Майер хмыкнул, но его ответ я так и не услышала. На лестнице раздались шаги, я испугалась, что кто-нибудь меня заметит, и убежала. Впрочем, и без ответа всё было ясно.

– София! София Романова, прием!

– А? Что? – оказывается, Маша уже куда-то ушла и теперь Женя обращалась ко мне, хотя я всё еще делала вид, будто занята поисками чего-то важного под столом.

– Кофе, спрашиваю, будешь?

– Э-э-э… нет, спасибо.

– Я слышала, что Марк собирается развивать два новых направления, одно из них возглавит Лиза. А ты теперь ее место займешь? Он тебя из-за этого вчера вызывал? – Женя неожиданно меняет тему.

Елизавета Соколова – моя начальница, но про новые направления я только сегодня услышала, поэтому в ответ мычу что-то невразумительное. Поняв, что толку от меня мало, Женя уходит, а я всё-таки нахожу силы дописать аннотации и отправить их на проверку Лизе.

В обед Бершауэр сообщает, что Майер уехал в командировку – теперь не вернется до среды, и я выдыхаю с облечением.

Хотя, казалось бы, с чего? Ведь это – всего лишь отсрочка, а не спасение.

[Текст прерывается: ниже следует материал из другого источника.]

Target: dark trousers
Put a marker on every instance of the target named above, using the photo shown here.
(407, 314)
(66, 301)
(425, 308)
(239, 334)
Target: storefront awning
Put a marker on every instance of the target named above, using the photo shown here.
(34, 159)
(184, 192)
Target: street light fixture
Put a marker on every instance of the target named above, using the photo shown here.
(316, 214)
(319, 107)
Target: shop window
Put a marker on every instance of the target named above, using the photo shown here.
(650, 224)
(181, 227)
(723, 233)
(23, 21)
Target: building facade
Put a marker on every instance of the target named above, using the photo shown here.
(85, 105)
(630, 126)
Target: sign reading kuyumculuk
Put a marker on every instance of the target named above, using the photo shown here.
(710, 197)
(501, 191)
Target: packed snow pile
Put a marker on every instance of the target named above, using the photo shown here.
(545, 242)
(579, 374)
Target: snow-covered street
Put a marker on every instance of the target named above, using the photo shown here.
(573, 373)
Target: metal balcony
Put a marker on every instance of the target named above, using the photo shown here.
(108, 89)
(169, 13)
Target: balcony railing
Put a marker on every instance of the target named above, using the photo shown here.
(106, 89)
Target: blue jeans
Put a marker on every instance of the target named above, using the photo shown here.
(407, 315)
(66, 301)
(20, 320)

Из-за событий последних дней я измучена. Вечером начинается сильный дождь – строчит в окна как пулемет. Чтоб добраться домой, приходится снова вызывать такси. Дома принимаю душ, а после сразу проваливаюсь в сон.

Просыпаюсь утром – еще и семи нет.

Откинув одеяло, зябко передергиваю плечами и в пушистых тапочках иду на кухню. Делаю чай с чабрецом и бесцельно брожу по квартире, отхлебывая напиток маленькими глотками. Потом опять забираюсь в постель – хорошо бы еще поспать, но куда там. Воспоминания всплывают помимо воли, начинает болеть голова.

Богдан в одной из книг писал: «Воспоминания – это всегда или чувство вины, или сожаление. Поэтому многим так страшно наедине с собой». А в другой: «Бояться того, что мы не в силах контролировать, бессмысленно, поскольку страх ничего не изменит».